Total War: Warhammer Ii - The Prophet & The Warlock Download For Mac Os

War: The new mechanics are somewhat similar to Hellebron’s death night, and Alarielle’s corruption of Ulthuan, but there are no real downsides to the Forbidden Workshop or the Sacrifices to Sotek. While both of their campaigns are initially hard (Tehenhauin has an especially tricky start) their mechanics don’t have a negative aspect in the same way The Queen and the Crone’s did. The campaign also lacks a focal point over which the head-to-head is occurring. The King and the Warlord had Karak Eight Peaks,

Total War: Warhammer Ii - The Prophet & The Warlock Download For Macbook Pro

The Queen and the Crone had the Shrine (and the sword) of Khaine, even The Grim and the Grave had the Warpstone crater.

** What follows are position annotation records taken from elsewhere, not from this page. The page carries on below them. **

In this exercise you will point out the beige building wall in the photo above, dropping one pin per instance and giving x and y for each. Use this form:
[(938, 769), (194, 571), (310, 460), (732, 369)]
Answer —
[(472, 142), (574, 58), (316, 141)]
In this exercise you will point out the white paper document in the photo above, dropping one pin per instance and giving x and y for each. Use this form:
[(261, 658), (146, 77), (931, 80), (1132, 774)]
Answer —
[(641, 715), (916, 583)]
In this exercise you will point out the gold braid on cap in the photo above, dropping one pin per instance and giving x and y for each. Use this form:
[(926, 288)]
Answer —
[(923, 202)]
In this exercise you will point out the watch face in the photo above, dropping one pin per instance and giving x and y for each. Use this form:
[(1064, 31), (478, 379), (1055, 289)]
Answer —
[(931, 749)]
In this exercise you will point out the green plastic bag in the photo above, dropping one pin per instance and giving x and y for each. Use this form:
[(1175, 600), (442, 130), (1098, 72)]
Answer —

The Prophet and the WarlockDownload does a fantastic job of contextualizing the whole conflict between Lizardmen and Skaven, but that’s both a good thing and a bad thing. There’s no obvious connection between Tehenhauin and Ikit Claw, other than that one of them is Skaven and the other is Lizardmen — there is no race towards anything. It almost feels like this DLC missed an opportunity in not centering itself around Ikit trying to build a Doomsphere under Lustria, and Tehenhauin trying to wake Sotek before he did. But at the same time I understand this is not a Race pack, so expecting a whole new campaign would be unreasonable for the price point. But at the same time, the Vortex Campaign is feeling increasingly strained for new lords — it doesn’t fit for Fellhart, Alith Anar, Hellebron, and it doesn’t fit for Ikit or Tehenhauin either.

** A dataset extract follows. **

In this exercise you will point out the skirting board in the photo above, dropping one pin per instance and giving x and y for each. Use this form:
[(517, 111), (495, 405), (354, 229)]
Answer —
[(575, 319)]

The Prophet and the Warlock is a stellar piece of content, with wonderful new units and plenty to wrap your teeth around mechanically — it’ll bring joy to any Total War: Warhammer fan. But at the same time, I wish the factions could have had their own campaign goals, and considering this is a rivalry focused DLC, a focal point around which to centre their head-to-head. Ikit and Tehenhauin are both unique legendary lords, but in the end there’s no real reason it’s them and not any other of the Skaven or Lizardmen waging their eternal war.